China National Offshore Oil Corp. To Bid Shares at Jubilee Oil Field
October 12th, 2009 | File Under : Companies - Natural Gas - Oil and Gas
China National Offshore Oil Corp.. was in talks with oil companies Ghana, Ghana National Petroleum Corp., to bid for shares in Jubilee oil field. China National Offshore Oil Corp.. will compete with bids from the oil company Exxon Mobil Corp., a $ 4 billion. Wall Street Journal reported, China’s investment plans for mining infrastructure development, mineral exploration and oil exploration projects in Ghana.
Chinese oil companies have announced plans to spend at least $16 billion to gain access to African energy assets since 2006 to meet rising fuel demand at home. Xiao Zongwei, a spokesman at Cnooc Ltd., the unit that handles China National Offshore Oil’s overseas upstream acquisitions, declined today to comment on the Wall Street Journal report.
Kosmos Energy LLC, a U.S. oil explorer backed by Blackstone Group LP and Warburg Pincus LLC, is in talks to sell its stake in Jubilee to Exxon, a person familiar with the negotiations told Bloomberg on Oct. 6. A sale would require approval from Ghana’s government, said two people familiar with the process.

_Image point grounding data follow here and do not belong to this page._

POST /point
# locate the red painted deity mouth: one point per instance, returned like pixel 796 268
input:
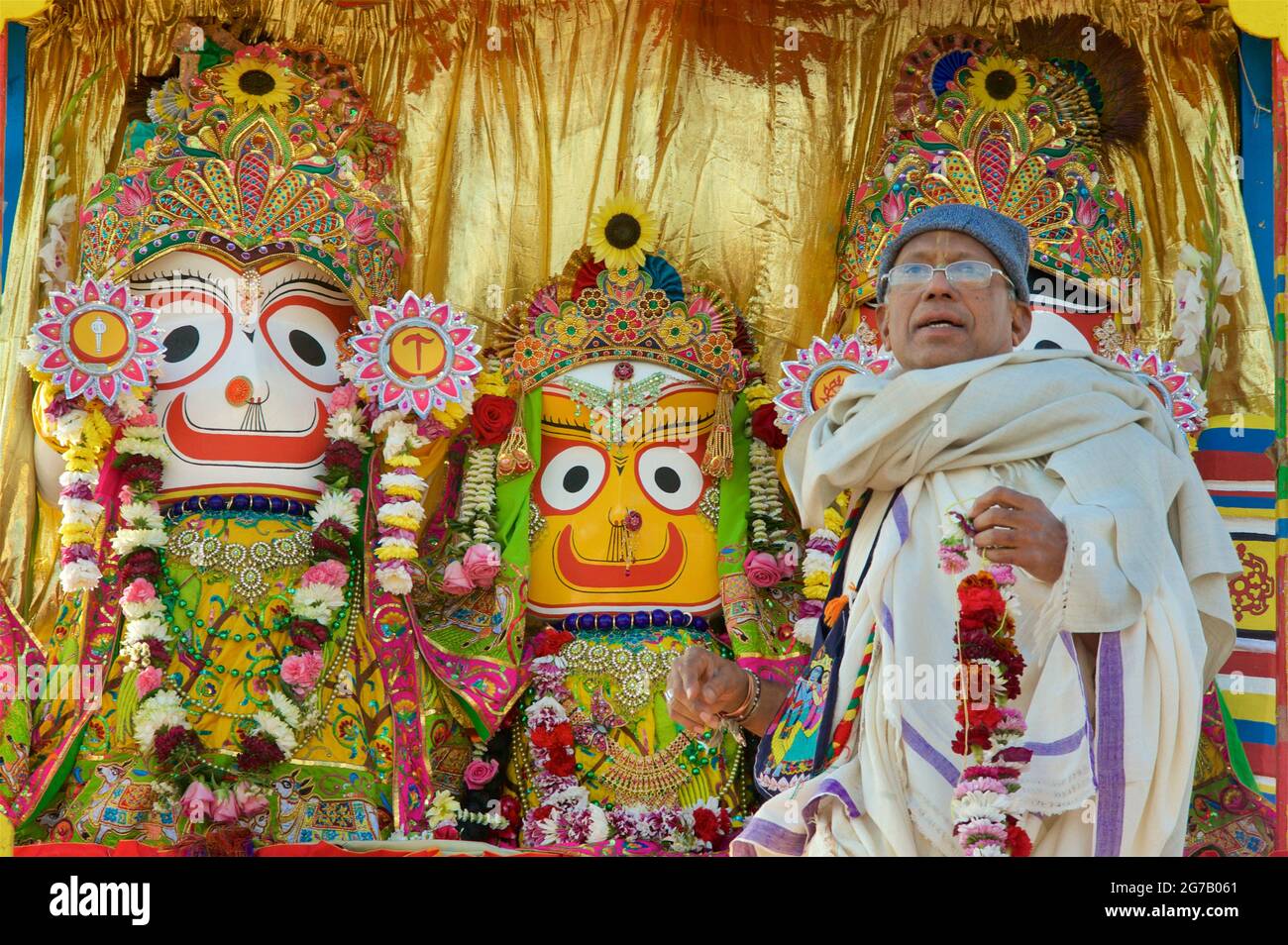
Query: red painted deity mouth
pixel 647 574
pixel 207 445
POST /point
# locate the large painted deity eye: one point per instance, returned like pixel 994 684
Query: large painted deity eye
pixel 572 477
pixel 670 476
pixel 194 319
pixel 300 326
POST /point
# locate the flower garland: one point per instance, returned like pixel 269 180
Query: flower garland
pixel 772 554
pixel 565 812
pixel 158 711
pixel 990 670
pixel 816 570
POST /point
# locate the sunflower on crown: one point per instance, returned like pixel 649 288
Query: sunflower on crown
pixel 269 153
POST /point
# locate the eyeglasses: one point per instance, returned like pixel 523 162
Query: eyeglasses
pixel 964 274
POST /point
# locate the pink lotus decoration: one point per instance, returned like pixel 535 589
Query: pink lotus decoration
pixel 822 362
pixel 1175 387
pixel 97 340
pixel 415 355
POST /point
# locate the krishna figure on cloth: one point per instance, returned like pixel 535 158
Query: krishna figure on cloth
pixel 241 468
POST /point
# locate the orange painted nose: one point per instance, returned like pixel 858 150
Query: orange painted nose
pixel 239 391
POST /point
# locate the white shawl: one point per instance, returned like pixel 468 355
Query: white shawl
pixel 1096 446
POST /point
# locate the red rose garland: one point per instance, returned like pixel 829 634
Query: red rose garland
pixel 990 670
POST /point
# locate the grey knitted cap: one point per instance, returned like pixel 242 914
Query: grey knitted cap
pixel 1004 236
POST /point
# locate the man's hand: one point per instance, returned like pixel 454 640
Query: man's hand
pixel 1019 529
pixel 702 685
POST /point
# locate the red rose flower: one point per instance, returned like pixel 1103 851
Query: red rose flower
pixel 1018 841
pixel 764 429
pixel 555 737
pixel 549 641
pixel 706 824
pixel 490 419
pixel 562 763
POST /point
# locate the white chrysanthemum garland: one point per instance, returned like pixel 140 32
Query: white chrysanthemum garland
pixel 565 812
pixel 478 554
pixel 773 554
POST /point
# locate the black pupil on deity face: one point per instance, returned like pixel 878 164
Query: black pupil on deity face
pixel 308 348
pixel 668 480
pixel 180 343
pixel 622 231
pixel 1000 84
pixel 576 479
pixel 256 82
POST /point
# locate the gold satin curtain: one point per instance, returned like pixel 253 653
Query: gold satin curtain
pixel 741 124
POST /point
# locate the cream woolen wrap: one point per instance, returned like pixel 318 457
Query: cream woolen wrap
pixel 1095 445
pixel 1107 434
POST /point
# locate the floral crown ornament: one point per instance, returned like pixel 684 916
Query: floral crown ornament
pixel 95 340
pixel 818 372
pixel 413 355
pixel 1012 132
pixel 267 154
pixel 617 301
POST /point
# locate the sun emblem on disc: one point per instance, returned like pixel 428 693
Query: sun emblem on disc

Ghana is set to become West Africa’s newest oil exporter when output begins at Jubilee, discovered in June 2007. The field may hold 1.8 billion barrels of oil and will produce 120,000 barrels of crude a day, according to London-based Tullow Oil Plc, the project operator.
Exxon, based in Irving, Texas, is spending $79 million a day to find new reserves and build oil platforms after output fell in 2008 to the lowest since the 1999 acquisition of Mobil Corp. The company, the biggest U.S. oil producer, said Sept. 9 it may fail to meet its 2009 target for 2 percent output growth.
Chinese Acquisitions
Guinea’s negotiations with the unidentified Chinese fund may be completed by this year, the FT said, citing Guinea Minister of Mines Mohamed Thiam, who added that the talks involve deals worth as much as $7 billion.
Guinea, Hong Kong-based China International Fund and the Angolan state oil company have signed a “memorandum of understanding” to explore for oil, the paper said.
China’s oil consumption doubled in the last decade, rising to 8 million barrels a day last year from 4.2 million barrels in 1998, according to BP Plc’s Statistical Review. The world’s third-largest economy increased net crude oil imports in August to the second highest on record to meet fuel demand.